The same officer then struck the respondent. After that, the authorities ordered the group to move closer to the main road, according to the respondent, so that everybody that was passing by could see what was happening. The authorities told them to wait in a line and undress. The men were standing only in their underwear, although it being nighttime and extremely cold outside. Moreover, the authorities ordered the men to hand over all their money and their belongings. However, when some of the group members refused to obey they were struck in reaction to that. The police took 120 euro, phone, power bank, lighter, along with all the other things in his backpack from the respondent. 

“They took everything from me and my companions.”

Afterward, all of a sudden, the respondent recalls the police started to scream at them: “Look down, the head down!” The respondent estimated that the authorities did not want them to see their faces, so they could not identify them, while they were talking between them. Unexpectedly, the authorities started to strike the men, while they were still standing in a line looking onto the ground, as previously ordered.

As the respondent explained it, every officer struck all of the eleven people that remained in the line, one by one. The respondent describes that at that moment in which he got struck by each officer after another, in his head, he was doubting that he was an actual human being. He described that the authorities were sticking them very violently, also hitting them on their faces.

While they were striking them, they were shouting at them. Although the respondent did not understand what they were saying, he estimates that they were insulting them.

After this severe violence, the respondent realized that his nose was bleeding a lot. Later, he learned that it was broken by the strokes of the officers (see picture). Another man of the group was left with a broken arm. 

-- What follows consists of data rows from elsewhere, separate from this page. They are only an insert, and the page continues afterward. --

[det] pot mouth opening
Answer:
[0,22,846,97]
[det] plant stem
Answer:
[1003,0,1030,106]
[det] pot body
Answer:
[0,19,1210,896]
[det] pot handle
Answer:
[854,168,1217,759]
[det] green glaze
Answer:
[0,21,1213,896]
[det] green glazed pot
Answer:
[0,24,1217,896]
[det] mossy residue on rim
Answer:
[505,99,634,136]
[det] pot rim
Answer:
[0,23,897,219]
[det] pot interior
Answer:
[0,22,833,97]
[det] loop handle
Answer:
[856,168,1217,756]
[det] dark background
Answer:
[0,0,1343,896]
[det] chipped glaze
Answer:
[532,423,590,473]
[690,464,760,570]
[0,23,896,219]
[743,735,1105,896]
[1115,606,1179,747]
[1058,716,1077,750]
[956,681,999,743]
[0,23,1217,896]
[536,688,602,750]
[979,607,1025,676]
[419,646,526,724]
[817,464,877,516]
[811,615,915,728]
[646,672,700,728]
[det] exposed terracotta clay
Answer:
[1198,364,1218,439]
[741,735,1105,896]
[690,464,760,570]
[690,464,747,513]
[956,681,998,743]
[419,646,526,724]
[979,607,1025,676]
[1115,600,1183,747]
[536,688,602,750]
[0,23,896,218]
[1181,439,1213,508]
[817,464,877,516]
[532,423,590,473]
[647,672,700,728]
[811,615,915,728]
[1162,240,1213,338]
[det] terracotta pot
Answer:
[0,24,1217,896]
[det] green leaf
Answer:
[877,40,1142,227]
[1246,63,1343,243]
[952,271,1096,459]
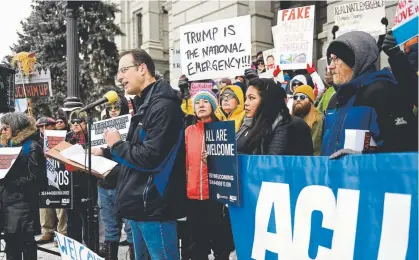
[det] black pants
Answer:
[4,233,38,260]
[187,200,234,260]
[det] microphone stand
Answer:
[86,108,99,253]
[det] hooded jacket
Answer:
[215,85,246,132]
[110,80,186,221]
[185,120,209,200]
[0,120,47,234]
[97,96,129,189]
[321,32,417,155]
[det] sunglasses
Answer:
[71,118,84,125]
[293,94,308,101]
[106,106,121,111]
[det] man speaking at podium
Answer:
[96,49,186,260]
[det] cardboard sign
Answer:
[91,114,132,147]
[0,147,22,180]
[272,5,315,70]
[393,0,419,45]
[180,15,252,81]
[189,82,212,97]
[333,0,386,37]
[55,232,105,260]
[205,121,241,206]
[39,130,73,208]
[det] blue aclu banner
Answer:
[205,121,240,206]
[229,153,418,260]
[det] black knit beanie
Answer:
[327,41,355,68]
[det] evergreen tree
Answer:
[11,1,122,115]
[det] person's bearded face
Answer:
[292,95,311,117]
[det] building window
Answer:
[137,13,143,48]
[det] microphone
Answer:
[79,91,118,113]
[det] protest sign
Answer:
[189,82,212,97]
[229,153,418,260]
[39,130,73,209]
[333,0,386,37]
[91,114,132,147]
[205,121,241,206]
[393,0,419,45]
[55,232,105,260]
[0,147,22,180]
[272,5,315,70]
[180,15,252,81]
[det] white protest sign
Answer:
[91,114,132,147]
[180,15,252,81]
[393,0,419,44]
[272,5,315,70]
[44,130,67,190]
[55,232,105,260]
[334,0,386,37]
[189,82,212,97]
[0,147,22,180]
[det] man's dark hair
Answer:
[119,49,156,78]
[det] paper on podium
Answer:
[45,141,113,179]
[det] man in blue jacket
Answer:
[99,49,186,259]
[321,32,417,157]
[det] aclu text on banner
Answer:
[205,121,241,206]
[393,0,419,45]
[91,114,132,147]
[55,232,104,260]
[334,0,386,36]
[180,15,252,80]
[272,5,315,70]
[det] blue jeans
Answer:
[131,220,180,260]
[98,187,132,243]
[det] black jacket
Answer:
[111,80,186,221]
[237,116,313,155]
[0,126,47,234]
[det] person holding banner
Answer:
[0,113,47,260]
[92,96,135,260]
[185,90,234,260]
[236,78,313,155]
[104,49,186,260]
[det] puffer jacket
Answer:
[0,122,47,234]
[185,121,209,200]
[215,85,246,133]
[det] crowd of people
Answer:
[0,29,418,260]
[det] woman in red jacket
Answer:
[185,91,234,260]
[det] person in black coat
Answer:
[236,78,313,155]
[0,113,47,260]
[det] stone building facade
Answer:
[108,0,397,87]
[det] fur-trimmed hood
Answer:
[0,117,36,147]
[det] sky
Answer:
[0,0,31,62]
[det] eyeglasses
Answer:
[221,94,234,101]
[293,94,308,101]
[327,56,340,65]
[118,64,141,73]
[71,118,84,125]
[106,106,121,111]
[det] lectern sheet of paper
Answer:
[0,147,22,180]
[60,144,118,174]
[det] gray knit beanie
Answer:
[1,112,30,135]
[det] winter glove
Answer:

“They don’t care about the right to asylum.” 

Afterwards, the men still only wearing their boxer shorts, had to wait for about one hour for a bus. The respondent underlines that his nose and mouth were still bleeding a lot. Finally, a minibus came to pick them up. But when he was on the bus, he had nothing to cover the nose so the blood was just dripping onto the floor. After fifteen minutes of driving, they arrived at the border, close to Velika Kladusa, and one of the officers told them: “You can run here.”

When they arrived in the city of Velika Kladusa, they were trying to find some people, because they needed clothes. Eventually, they found some Bosnians that gave them something to wear.

In this group of people that gave them clothes, one Bosnian citizen saw the respondent and called the ambulance. Some minutes later the ambulance came and they brought him to the hospital. But once they arrived at the hospital, the doctor told him “I can’t touch you, you don’t have the ID card of the camp.” He replied: “I’m human, please.”  But the doctor answered “No.”

Then, the ambulance brought him to the Miral Camp in Velika Kladusa, where he tried to get in and, finally, after some hours of waiting they let him in. From the camp, another ambulance transported him to the hospital in Bihac, where a doctor took care of him.